The ODRB agrees with Tom's first suggestion that the first sentence of the 
Resolution, "It is acceptable to replace the CCv2.1/2.2 version of FTP_ITC.1.3 
with the following text," be replaced with "It is acceptable to use an 
explicitly stated SFR that replaces the CCv2.1/2.2 version of FTP_ITC.1.3 with 
the following text." 

While Tom's second comment expressed his concern that "some text from the 
original OR is still included (namely...)" in paragraph 3 under Support, the 
ODRB thought that information should be retained since it provides good 
examples of the functions for which a trusted channel might be required.  
However, the ODRB decided to clarify that the information indeed identifies 
examples; therefore, the ORDB plans to remove the parentheses and change the 
sentence to the following: "The trusted channel must be used for the functions 
listed in the assignment, for example, password-based authentication functions, 
replication operations, remote management of directory service data." 

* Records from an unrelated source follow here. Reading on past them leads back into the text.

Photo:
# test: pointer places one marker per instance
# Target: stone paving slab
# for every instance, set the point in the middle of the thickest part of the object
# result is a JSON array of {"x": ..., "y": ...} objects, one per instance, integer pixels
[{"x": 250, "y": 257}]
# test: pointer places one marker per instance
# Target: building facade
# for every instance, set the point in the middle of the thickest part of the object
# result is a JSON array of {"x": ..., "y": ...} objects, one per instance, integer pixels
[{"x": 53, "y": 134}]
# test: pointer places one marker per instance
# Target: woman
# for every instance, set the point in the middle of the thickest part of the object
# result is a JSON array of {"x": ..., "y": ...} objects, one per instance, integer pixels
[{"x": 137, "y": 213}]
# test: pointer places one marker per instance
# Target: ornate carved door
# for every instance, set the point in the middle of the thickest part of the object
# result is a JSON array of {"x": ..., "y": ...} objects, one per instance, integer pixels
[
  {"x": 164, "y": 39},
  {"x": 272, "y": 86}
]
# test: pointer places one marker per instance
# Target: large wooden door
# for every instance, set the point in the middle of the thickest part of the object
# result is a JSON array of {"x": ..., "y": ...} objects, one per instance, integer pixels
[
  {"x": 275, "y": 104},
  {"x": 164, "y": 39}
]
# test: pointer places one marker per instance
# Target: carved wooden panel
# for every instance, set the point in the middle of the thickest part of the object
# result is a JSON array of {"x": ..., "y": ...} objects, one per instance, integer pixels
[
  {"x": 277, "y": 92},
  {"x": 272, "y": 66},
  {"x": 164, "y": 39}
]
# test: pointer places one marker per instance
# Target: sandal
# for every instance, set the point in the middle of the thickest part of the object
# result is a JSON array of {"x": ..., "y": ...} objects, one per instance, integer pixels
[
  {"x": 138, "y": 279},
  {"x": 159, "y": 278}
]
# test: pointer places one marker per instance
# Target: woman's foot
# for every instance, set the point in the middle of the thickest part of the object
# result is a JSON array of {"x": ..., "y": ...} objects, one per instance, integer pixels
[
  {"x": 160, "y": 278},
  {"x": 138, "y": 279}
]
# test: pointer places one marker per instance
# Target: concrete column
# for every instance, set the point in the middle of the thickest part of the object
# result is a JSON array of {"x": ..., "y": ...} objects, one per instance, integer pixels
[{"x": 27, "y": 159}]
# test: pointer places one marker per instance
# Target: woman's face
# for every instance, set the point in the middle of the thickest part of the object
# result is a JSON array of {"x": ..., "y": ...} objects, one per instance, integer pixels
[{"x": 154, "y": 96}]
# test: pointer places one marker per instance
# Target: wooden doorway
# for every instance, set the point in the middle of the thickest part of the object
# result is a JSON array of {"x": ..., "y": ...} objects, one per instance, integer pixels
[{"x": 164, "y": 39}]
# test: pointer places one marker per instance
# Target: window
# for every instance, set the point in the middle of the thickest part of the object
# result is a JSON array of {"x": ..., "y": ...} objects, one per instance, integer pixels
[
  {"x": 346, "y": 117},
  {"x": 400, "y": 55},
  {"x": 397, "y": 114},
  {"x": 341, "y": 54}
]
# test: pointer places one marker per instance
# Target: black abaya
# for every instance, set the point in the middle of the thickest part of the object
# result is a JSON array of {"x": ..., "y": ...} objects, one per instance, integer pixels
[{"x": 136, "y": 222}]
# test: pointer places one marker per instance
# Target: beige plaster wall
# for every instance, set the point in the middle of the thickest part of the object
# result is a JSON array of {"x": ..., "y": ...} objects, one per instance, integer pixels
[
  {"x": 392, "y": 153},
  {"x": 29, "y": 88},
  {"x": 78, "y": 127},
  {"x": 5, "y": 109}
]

Lastly, Tom suggested, "It might be helpful to include in the PD a statement 
that the TSF is not required to enforce usage of the trusted channel by the 
remote trusted IT product."  The ORDB agrees that such a statement is useful 
and plans to add such a statement as a Note in the Resolution:
 
    Note: Use of the explicitly-specified requirement replacement does
    not imply that the TSF under evaluation must ensure that a remote
    trusted IT product performs the listed functions.  Instead, the TSF
    under evaluation is only required to use the channel for the
    indicated purpose(s) if the channel is initiated.  Furthermore,
    there is no requirement for the evaluator to verify that the remote
    trusted IT product initiates communication via the trusted channel.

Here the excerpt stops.